2. Again, starting from a small perturbation of this "steady state," numerically solve the coupled PDEs using no-flux boundary conditions. Plot the resulting steady state concentration profiles for $a$ and $b$. Do this using the same parameters as in part (a-4), with additional parameters $d_e = 10$, $\beta_e = 0.4$, $\kappa_b = 2$, and $\kappa_e = 2$. Again, do this five times, once each for the total dimensionless length of the system being 5, 10, 20, 40, and 80. (You can do it for more lengths if you like.) Comment on the pertinence of these results with respect to scaling.

c) Comment qualitatively on how the expander works to scale the Turing patterns. By what other means (other than mutual inhibition of B and inhibition of A) might an expander operate? Remember, these models are postulates of what might be happening in developing organisms, so it is useful to dream up alternatives.

8.3: Feedback on the course, 30 pts

We are always looking to improve the course, so we solicit feedback from students at the end. We are also planning on putting out our Jupyter notebooks (heavily edited, since you were working with a first draft this term) for the world to use. We greatly appreciate your thoughtful comments. Please submit the results of this problem both as text in the body of your email submission and within your submitted notebook. Thank you for doing this, and thank you also for a great term!
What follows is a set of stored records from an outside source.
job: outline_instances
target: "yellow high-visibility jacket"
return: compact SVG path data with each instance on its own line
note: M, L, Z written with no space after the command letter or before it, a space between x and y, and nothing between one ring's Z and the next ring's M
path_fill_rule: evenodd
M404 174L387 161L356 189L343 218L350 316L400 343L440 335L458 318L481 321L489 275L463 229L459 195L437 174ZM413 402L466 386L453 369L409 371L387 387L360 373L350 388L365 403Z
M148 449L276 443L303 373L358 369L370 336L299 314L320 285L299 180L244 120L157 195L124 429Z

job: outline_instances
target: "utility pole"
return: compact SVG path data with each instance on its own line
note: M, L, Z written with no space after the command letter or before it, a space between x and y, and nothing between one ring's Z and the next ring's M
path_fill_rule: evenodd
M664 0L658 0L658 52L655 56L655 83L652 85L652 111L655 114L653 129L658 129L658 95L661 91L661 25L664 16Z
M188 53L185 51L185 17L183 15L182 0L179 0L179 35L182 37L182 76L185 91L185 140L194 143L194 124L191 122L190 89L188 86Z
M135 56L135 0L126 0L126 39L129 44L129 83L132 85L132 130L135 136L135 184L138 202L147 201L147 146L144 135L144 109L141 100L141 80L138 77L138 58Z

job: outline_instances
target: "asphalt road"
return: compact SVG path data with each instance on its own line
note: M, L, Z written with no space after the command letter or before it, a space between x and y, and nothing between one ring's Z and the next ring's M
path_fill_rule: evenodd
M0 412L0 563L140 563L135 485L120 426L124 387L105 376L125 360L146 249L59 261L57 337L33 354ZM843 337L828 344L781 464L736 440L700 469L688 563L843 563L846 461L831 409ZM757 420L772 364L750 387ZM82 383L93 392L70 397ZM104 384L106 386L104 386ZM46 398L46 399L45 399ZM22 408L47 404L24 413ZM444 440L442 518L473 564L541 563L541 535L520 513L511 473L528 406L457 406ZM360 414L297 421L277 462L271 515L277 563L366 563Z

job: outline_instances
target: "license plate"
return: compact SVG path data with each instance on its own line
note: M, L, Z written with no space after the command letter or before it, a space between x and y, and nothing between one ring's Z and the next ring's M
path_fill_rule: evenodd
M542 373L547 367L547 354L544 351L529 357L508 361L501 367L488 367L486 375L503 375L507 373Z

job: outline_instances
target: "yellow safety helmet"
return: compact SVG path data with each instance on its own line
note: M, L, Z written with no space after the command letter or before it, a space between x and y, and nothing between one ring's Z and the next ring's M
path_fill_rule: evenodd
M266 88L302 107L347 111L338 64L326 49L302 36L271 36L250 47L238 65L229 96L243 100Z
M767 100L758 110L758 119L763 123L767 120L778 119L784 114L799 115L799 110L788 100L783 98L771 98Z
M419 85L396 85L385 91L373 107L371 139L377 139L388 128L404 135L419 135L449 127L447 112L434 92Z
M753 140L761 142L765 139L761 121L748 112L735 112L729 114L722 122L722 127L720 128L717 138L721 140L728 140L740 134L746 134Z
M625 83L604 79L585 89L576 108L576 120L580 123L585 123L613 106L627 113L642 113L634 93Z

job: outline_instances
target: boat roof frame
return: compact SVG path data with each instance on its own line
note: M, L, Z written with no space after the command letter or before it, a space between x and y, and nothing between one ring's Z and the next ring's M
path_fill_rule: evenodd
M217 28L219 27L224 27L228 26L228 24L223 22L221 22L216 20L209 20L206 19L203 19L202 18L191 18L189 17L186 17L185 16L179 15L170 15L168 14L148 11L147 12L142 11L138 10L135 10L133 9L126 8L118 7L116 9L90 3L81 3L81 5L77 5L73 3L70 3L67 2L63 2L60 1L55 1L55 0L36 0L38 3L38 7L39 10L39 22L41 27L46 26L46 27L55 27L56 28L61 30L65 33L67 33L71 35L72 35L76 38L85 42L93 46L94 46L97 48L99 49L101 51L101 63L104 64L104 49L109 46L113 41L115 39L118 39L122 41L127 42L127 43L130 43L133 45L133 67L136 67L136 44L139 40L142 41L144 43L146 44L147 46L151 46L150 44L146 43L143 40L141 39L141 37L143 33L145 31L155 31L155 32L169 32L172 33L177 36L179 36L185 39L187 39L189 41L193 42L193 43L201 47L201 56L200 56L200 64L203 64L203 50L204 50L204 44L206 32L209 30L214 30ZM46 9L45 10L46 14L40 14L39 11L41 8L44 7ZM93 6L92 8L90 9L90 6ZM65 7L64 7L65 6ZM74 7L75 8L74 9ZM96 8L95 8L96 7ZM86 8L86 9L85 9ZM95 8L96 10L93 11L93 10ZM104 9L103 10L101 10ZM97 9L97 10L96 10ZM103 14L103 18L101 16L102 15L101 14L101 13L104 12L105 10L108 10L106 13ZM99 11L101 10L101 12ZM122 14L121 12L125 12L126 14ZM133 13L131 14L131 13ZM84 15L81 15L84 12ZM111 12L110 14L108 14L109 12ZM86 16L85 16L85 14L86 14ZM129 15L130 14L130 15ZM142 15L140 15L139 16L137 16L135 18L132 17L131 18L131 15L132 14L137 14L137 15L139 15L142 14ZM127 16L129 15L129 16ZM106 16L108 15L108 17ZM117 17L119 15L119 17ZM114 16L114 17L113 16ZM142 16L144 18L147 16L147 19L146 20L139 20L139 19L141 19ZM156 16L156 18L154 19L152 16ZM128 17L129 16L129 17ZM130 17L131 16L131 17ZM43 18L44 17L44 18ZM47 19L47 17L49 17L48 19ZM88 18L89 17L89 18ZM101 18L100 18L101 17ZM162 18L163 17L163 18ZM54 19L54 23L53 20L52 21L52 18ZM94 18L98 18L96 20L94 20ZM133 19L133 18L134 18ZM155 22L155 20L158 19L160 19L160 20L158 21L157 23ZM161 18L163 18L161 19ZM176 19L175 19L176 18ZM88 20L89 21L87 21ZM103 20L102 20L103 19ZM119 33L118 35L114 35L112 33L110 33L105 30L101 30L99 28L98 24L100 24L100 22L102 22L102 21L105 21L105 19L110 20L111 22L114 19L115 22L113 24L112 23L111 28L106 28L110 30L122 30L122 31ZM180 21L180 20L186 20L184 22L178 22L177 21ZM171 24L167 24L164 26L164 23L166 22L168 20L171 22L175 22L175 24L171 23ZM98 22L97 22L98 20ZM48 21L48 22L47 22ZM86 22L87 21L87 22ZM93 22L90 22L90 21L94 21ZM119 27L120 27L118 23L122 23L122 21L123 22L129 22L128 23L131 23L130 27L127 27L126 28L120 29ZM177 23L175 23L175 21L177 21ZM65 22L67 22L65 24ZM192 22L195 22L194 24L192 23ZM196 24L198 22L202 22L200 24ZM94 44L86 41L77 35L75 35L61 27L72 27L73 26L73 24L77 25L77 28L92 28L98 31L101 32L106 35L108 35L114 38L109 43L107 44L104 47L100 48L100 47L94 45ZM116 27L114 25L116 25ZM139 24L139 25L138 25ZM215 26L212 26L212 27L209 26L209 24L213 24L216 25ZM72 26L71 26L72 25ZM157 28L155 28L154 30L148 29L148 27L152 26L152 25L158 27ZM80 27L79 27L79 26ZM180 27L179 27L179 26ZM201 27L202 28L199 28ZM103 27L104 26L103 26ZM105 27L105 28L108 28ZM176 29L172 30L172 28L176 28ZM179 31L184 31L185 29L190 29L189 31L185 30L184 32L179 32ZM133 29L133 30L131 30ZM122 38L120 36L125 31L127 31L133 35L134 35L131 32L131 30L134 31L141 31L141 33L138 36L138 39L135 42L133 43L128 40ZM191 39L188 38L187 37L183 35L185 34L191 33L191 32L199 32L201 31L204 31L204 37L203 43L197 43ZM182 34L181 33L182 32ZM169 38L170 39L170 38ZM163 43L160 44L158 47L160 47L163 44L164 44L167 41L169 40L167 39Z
Notebooks and their structure

1. What would you add/delete/change to the lesson notebooks to make them most useful both for the course itself and as an enduring resource for future research and learning?
2. Did you like how the techniques and concepts were integrated together in the notebooks, or would you prefer to have these things separated? (One possibility is to have an appendix to the notebooks that serves as a reference for the techniques used in the course.)
3. Was the biocircuits package useful? Do you have any suggestions for improving it?
4. Do you have any suggestions for notebook organization?

Content

1. What biological topics did you find most or least interesting, and why?
2. What methods and approaches required more (or less) depth?
3. How was the balance of conceptual / analytical / computational approaches?
4. Which homework problems were most valuable?
5. We are considering having original data from the papers we study in our lessons incorporated into the notebook and demonstrate how we can draw the conclusions of the papers from the data. The idea is that this will bring in an important skill set to a researcher who wants to work with biological circuits, but our concern is clutter.

Any other suggestions?

1. Any other thoughts or comments appreciated.